Indeed. Account for the max res. size of the associated object that the
relog enabled transaction already acquired for us anyways and we
shouldn't have to worry about further modifications of the object.

> > Note that carrying worst case reservation also potentially simplifies
> > accounting between multiple dirty+relog increments and a single relog
> > cancel, particularly if a relog cancelling transaction also happens to
> > dirty more of a buffer before it commits. I'd prefer to avoid subtle
> > usage landmines like that as much as possible. Hmm.. even if we do
> > ultimately want a more granular and dynamic relog res accounting, I
> > might start with the simple worst-case approach since 1.) it probably
> > doesn't matter for intents, 2.) it's easier to reason about the isolated
> > reservation calculation changes in an independent patch from the rest of
> > the mechanism and 3.) I'd rather get the basics nailed down and solid
> > before potentially fighting with granular reservation accounting
> > accuracy bugs. ;)
> 
> Absolutely.

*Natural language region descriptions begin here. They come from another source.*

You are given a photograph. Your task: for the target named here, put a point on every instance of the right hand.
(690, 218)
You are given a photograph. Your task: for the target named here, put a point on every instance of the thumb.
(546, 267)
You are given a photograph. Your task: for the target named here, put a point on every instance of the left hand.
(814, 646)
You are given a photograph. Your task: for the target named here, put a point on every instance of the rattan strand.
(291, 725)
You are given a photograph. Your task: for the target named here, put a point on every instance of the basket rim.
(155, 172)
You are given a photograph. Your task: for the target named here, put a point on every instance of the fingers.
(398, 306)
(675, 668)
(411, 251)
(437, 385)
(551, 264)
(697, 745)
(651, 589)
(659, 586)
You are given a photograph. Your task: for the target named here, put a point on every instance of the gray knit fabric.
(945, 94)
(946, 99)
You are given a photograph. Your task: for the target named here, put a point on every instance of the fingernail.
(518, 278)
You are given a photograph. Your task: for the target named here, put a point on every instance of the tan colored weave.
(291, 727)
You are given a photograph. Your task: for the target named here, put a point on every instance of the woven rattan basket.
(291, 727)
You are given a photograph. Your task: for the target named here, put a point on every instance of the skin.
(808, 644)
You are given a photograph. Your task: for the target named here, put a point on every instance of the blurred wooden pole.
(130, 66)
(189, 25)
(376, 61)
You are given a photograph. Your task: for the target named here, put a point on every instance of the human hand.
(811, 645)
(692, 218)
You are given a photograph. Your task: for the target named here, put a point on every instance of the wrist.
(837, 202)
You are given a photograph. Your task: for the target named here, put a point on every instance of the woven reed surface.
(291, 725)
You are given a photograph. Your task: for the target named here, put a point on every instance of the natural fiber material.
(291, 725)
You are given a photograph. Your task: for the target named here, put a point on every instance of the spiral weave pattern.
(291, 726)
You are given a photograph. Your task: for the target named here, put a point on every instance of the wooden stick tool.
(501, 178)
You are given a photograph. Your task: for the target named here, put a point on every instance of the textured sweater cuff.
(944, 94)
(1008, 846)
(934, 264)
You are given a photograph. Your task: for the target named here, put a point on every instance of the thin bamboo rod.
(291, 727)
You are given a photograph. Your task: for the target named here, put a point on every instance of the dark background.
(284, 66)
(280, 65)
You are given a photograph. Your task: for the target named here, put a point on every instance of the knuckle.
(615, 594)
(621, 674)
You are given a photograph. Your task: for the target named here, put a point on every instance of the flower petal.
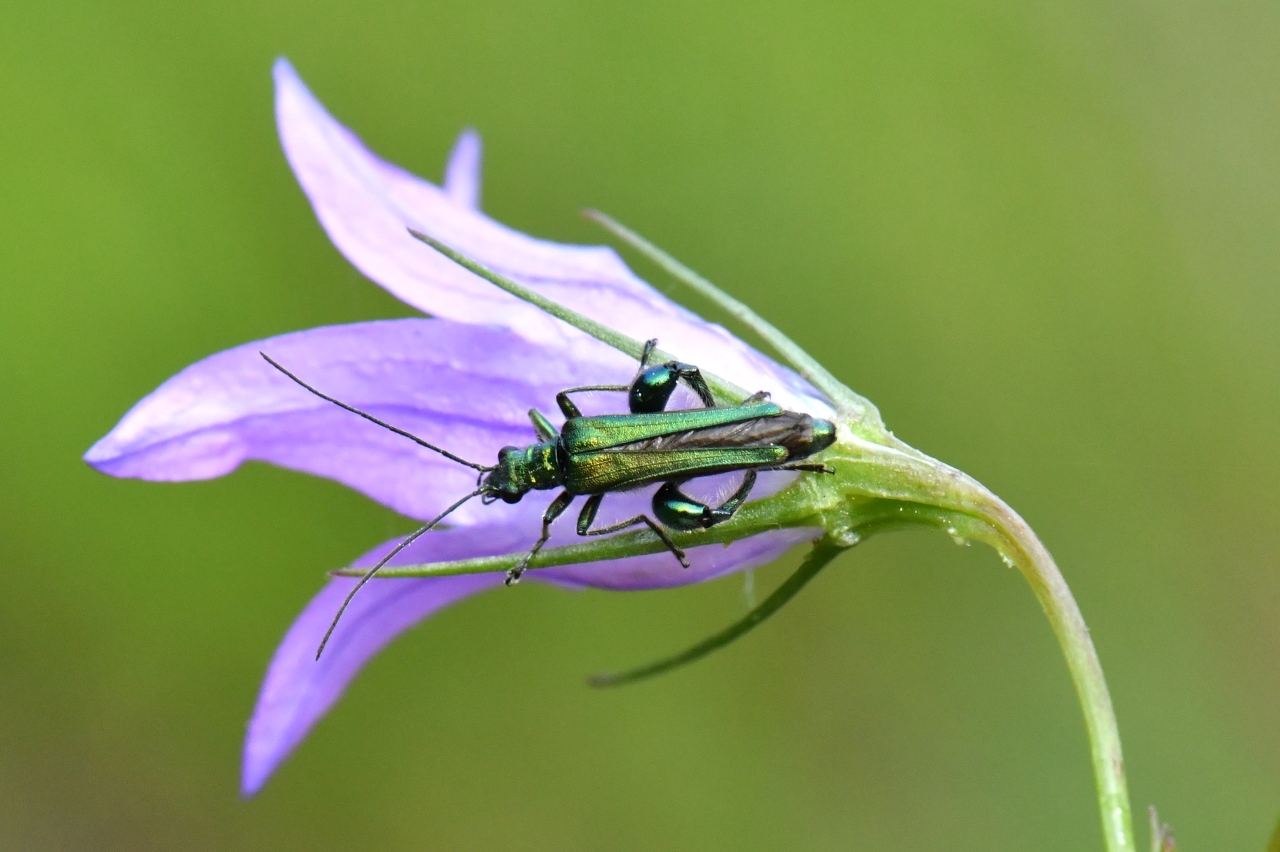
(300, 690)
(465, 388)
(366, 206)
(462, 170)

I don't think we'll ever need anything more dynamic
> or complex. And I think just taking the whole reservation will scale
> a lot better if we are constantly modifying the object - we only
> need to take the relog lock when we add or remove a relog
> reservation now, not on every delta change to the object....
> 

Yep, Ok. I think there's still some potential quirks to work through
with this approach (re: the per-item granularity
accounting/serialization bits mentioned above), but at this point it's
easier for me to reason about it by hacking on it a bit. If there are
still any issues to work out, best to have something concrete on the
list to guide discussion. Thanks Dave, appreciate the design input!

Brian

> Again, well spotted and good thinking!
> 
> Cheers,
> 
> Dave.
> -- 
> Dave Chinner
> david@xxxxxxxxxxxxx
>